Genensky has spent most of his life advocating on behalf of the partially blind. Too frequently, he says, they are given the same services as the fully blind, preventing them from making good use of the sight they have remaining. Why offer the visually impaired only braille, he says, when many of them could read a book with large enough type? In the late 1970s, Genensky founded the Center for the Partially Sighted, in Los Angeles, which helps people with limited sight use that vision to live independent and full lives. "When the partially blind went out in the world, they found that they either got no services at all or services that were appropriate for people who were totally blind," Genensky says. "Neither of these alternatives made much sense to me."

In addition to the Seeing Machine, he developed a system to help the visually impaired distinguish between the doors to men's and women's restrooms. "You had to get your eye up close to the sign and then, when you did that, a lady opens the door and there you are standing there like some kind of an idiot," Genensky recalls. "I decided we ought to do something about it." At the RAND Corporation, where he spent most of his career, he designed geometric shapes that were added to the bathroom doors—a 12-inch equilateral triangle for males and a 12-inch wide circle for females—helping the visually impaired to discern them from a distance. The system is now standard in new and renovated public buildings in California.

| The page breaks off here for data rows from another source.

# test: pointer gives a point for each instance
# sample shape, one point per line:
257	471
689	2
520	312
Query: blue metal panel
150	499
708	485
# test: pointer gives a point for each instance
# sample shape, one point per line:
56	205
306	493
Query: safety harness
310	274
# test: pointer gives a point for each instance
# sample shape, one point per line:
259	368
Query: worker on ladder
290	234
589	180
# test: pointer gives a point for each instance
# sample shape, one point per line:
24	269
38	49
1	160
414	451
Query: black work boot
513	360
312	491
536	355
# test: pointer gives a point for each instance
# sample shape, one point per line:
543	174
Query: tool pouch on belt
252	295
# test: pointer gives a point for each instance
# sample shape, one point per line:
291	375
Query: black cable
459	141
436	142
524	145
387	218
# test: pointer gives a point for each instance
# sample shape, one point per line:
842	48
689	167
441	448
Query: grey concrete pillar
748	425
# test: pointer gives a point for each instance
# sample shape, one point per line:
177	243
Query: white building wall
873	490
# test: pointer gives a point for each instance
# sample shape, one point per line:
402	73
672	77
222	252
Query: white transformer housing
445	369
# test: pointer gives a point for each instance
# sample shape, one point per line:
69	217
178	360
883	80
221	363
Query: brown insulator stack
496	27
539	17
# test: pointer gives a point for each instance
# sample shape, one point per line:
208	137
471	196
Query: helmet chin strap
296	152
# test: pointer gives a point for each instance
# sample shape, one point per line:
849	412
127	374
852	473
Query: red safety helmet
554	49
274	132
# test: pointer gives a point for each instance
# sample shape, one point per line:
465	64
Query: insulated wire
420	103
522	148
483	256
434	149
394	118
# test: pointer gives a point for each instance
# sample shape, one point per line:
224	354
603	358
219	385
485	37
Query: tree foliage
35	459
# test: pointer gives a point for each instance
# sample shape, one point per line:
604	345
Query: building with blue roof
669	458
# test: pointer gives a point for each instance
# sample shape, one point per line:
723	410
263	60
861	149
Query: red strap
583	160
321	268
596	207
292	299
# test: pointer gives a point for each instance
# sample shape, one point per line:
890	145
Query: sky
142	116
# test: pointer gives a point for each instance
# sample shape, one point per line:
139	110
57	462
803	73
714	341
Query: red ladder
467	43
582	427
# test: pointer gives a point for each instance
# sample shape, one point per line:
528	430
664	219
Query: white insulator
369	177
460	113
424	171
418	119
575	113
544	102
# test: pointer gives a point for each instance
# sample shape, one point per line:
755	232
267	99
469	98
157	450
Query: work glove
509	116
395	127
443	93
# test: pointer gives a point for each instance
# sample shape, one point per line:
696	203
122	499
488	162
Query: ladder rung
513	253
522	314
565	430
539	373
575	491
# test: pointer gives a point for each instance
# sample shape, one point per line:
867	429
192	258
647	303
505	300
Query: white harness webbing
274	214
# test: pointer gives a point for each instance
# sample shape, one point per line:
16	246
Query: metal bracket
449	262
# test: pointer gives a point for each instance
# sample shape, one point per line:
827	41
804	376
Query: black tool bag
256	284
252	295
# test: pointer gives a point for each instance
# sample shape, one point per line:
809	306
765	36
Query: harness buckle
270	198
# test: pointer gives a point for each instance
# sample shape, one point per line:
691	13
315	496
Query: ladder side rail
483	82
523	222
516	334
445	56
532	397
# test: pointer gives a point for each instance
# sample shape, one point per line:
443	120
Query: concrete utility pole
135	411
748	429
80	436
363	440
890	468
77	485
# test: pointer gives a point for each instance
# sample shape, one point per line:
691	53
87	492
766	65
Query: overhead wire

Genensky is currently advocating the use of talking alarm systems at busy traffic intersections in Santa Monica, where he lives. The alarms say, "Wait" while the light is green and tell pedestrians to cross when the light turns red. They also count off the number of seconds left before the light changes again. "It gives you constant feedback," Genensky says.

Genensky retired in 1996, and over the last decade his sight has declined. He is now for all practical purposes blind. "People sit around in a room with friends and family and they'll look at pictures and I can't see them," he says. "You can yell and scream about that, but it's not going to do you any good. All in all, I can't complain."